Namun disini saya ingin memperluas maknanya, jadi tidak hanya mengajarkan membaca Al-Qur’an, tata cara shalat dll, tapi juga mengajari kita untuk “bertahan hidup”, membantu kita menemukan jalan keluar akan persoalan-persoalan hidup, dan tanpa henti terus membagi ilmu serta mengajari kita untuk semakin cinta pada Tuhan setiap harinya.
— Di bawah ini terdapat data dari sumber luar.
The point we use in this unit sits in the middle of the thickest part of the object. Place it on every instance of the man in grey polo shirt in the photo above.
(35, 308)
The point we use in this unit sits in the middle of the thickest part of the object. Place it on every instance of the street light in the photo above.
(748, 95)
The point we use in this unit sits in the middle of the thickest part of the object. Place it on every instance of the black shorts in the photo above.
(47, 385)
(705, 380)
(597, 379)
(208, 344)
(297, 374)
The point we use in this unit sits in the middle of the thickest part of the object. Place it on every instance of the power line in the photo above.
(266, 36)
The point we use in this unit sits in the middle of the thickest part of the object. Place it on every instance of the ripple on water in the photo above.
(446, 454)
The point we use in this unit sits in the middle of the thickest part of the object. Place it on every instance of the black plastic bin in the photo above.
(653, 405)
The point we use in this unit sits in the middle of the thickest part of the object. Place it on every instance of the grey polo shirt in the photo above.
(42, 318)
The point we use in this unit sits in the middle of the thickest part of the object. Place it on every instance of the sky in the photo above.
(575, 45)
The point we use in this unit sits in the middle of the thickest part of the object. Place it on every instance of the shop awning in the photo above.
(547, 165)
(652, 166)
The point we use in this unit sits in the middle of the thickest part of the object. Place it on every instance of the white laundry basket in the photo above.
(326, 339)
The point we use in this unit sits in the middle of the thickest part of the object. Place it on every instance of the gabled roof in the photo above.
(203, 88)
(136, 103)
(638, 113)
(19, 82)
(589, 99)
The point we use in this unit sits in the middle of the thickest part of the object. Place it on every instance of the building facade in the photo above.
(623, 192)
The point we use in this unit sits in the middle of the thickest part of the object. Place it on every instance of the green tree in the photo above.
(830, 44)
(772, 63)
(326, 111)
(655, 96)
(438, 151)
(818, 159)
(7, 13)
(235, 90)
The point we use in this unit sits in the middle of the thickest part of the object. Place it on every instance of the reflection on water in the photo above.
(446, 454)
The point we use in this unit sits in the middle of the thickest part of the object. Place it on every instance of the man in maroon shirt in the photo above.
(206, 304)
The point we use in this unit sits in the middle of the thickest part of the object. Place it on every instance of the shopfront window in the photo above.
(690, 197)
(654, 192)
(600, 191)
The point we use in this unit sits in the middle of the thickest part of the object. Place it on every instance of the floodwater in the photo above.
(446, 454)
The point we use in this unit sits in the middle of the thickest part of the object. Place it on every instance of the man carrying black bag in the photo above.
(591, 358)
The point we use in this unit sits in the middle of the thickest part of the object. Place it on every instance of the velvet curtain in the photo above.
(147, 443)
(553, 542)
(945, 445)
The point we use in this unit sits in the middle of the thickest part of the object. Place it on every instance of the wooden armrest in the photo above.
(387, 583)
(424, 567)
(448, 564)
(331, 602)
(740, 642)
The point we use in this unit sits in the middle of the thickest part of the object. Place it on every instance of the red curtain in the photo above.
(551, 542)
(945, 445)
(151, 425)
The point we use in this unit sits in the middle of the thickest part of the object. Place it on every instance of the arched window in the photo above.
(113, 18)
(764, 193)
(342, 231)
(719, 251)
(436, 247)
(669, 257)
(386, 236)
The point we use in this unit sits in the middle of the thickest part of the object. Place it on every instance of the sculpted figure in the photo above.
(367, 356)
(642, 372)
Seperti kita tahu, umur semakin bertambah, hidup semakin berkembang, zaman kian berubah dan otomatis persoalan hidup semakin kian kompleks. Jika pondasi kurang kokoh maka kehancuran adalah keniscayaan. Kita bisa lihat fenomena era ini dimana penderita depresi dan masuk Rumah Sakit Jiwa semakin meningkat setiap harinya, pembunuhan dan bunuh diri, pencurian dan perampokan, dan masih banyak lagi.

Ya, begitulah jadinya jika kita hidup tanpa adanya pondasi yang kuat. Hal-hal negatif sangat mungkin menghampiri kita terlebih ditengah zaman yang kian ironi ini. Segala sesuatu harus ada ikhtiar atau jalannya bukan? Maka, milikilah “guru ngaji” dalam hidup kita. Guru yang senantiasa membantu kita ketika kita kebingungan dan dilanda keraguan, guru yang selalu memapah kita dikala pondasi kita merapuh, guru yang selalu mengingatkan kita ketika kita melakukan kesalahan, guru yang dengan wasilahnya kita jadi lebih yakin dan mencintai Tuhan. Sudahkah kalian memiliki guru mengaji? Jika belum, segeralah mencari, percayalah hidupmu akan lebih terarah dan berarti.

Ya, sekali lagi ingin saya tegaskan, ini hanyalah ikhtiar. Allah Maha Berkehendak, Maha Memberi Petunjuk, Maha Pengasih dan Maha Pengampun. Namun, selalu ada jalan yang arus kita tempuh. Milikilah minimal seorang guru mengaji. Mari selalu berusaha untuk lebih baik setiap harinya. Mari semakin kuat menghadapi hidup sebuas apapun zaman yang menjadi massa kita. Mari belajar hingga ajal menjemput kita.

Salam hormat untuk semua guru di dunia ini, pahlawan tanpa tanda jasa, yang ilmunya bermanfaat tiada henti. Salam hormat untuk semua guru mengaji, pejuang pembawa cahaya terang dibumi, yang ilmunya bermanfaat sampai mati.

Semoga kalian semua senantiasa dijaga, disayangi dan diberkahi Allah. Terimakasih untuk segalanya.
Teruntuk guru mengajiku yang begitu ikhlas berbagi dan sabar membimbing (Bunda, Ayah, Pak Asep Rohmat dan Bang Yadi). Setiap kata yang muncul dari lisan kalian begitu menghujam kedalam hati. Meski tak formal seperti da’i di TV, yang setiap jengkal kata diselingi ayat Qur’an dan Hadits, tapi aku yakin berangkat dari sanalah kalian memapahku. Respect!!